The Knight Institute Meminta Pihak Militer AS Untuk Menghentikan Sensor Terkait Kejahatan Perang di Twitch

Baru-baru ini, The Knight First Amendment Institute di Columbia University melayangkan sebuah surat kepada US Army and Navy yang meminta mereka untuk stop melakukan ban terhadap user dari livestream Twitch. Ban ini merupakan pelanggaran dari amandemen pertama yaitu kebebasan berpendapat dan sangat tidak konstitusional menurut surat tersebut.

Belum lama ini, channel Twitch resmi US Army Esports terciduk sedang melakukan ban kepada user yang bertanya atau mengangkat topik kejahatan perang. Agar lebih diperhatikan, beberapa user mulai membanjiri kolom obrolan dengan topik yang sama dengan maksud agar di ban oleh channel ini.

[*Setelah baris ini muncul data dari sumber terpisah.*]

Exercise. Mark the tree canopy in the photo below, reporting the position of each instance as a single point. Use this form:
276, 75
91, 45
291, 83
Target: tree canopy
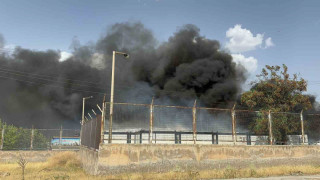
275, 90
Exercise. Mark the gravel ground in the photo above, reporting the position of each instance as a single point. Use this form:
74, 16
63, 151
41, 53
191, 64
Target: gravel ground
314, 177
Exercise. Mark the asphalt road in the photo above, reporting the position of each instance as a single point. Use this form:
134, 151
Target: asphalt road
313, 177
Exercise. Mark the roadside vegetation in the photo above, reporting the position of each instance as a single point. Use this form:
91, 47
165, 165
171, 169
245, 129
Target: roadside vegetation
66, 165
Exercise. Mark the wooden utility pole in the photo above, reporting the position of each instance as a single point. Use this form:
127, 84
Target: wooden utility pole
302, 127
2, 137
103, 115
90, 115
94, 112
194, 122
270, 128
31, 138
151, 121
233, 116
60, 137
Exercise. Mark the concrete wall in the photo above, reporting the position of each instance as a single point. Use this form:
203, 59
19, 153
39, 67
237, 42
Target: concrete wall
115, 158
31, 156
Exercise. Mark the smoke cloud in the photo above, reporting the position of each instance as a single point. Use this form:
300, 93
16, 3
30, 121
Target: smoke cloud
186, 67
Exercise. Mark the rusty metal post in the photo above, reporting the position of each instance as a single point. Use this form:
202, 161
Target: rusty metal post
31, 138
2, 137
302, 127
90, 115
194, 122
103, 115
234, 133
60, 138
270, 128
151, 122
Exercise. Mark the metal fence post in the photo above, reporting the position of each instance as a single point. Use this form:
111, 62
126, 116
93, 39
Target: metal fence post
270, 128
302, 127
217, 137
103, 118
2, 137
31, 138
151, 121
60, 138
194, 122
234, 134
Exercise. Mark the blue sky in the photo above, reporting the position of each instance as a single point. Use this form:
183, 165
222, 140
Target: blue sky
292, 26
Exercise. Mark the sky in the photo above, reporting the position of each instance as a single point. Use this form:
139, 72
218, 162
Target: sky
256, 33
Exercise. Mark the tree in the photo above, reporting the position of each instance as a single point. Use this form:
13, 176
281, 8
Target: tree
276, 91
16, 138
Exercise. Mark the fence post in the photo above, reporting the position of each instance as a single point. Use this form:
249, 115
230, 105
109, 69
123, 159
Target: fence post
248, 138
151, 122
234, 134
270, 127
31, 138
302, 127
60, 137
2, 137
194, 122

Channel Twitch US Army ini sudah menjadi buah bibir yang kontroversional karena dipegang oleh prajurit aktif yang menggunakan platform ini untuk merekrut anggota untuk beberapa cabang militer mereka.

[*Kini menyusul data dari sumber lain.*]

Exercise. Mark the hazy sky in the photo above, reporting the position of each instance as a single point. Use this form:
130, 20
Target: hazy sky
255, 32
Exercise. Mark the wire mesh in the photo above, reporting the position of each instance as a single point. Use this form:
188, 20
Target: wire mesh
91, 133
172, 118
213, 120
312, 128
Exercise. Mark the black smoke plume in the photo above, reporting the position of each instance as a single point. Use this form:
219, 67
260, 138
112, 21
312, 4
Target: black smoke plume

Beberapa organisasi menindaklanjuti tindakan ban ini dengan kritik yang keras. The American Civil Liberties Union “menyentil” US Army dan kejadian ini menjadi peringatan pertama sebgai respon yang inkonstitusional, mengatakan bahwa “”Menyebut kejahatan perang pemerintah bukanlah pelecehan, itu berbicara jujur pada kekuasaan.”

Dan kemarin, departemen legal The Knight Institute menindaklanjuti dengan kritik dan menyoroti kejadian ini karena US Army menggunakan Twitch untuk merekrut anak-anak muda, “masalah ini bahkan lebih dari esports.” Surat itu menguraikan hak konstitusional rekrutmen militer untuk mengajukan pertanyaan kritis terkait politik pemerintah, sehingga menekan pembicaraan yang berkaitan dengan kejahatan perang merupakan tindakan yang tidak konstitusional.

Tim hukum THe Knight Institute mengklaim bahwa dengan membuka ruang untuk aktivitas ekspresif di ruang publik yang luas, dalam kasus ini di Twitch, user dilindungi oleh amandemen pertama. Pihak Army dan Navy secara hukum tidak diizinkan untuk menghapus komentar ataupun melakukan ban user karena membawa topik yang ingin mereka hindari.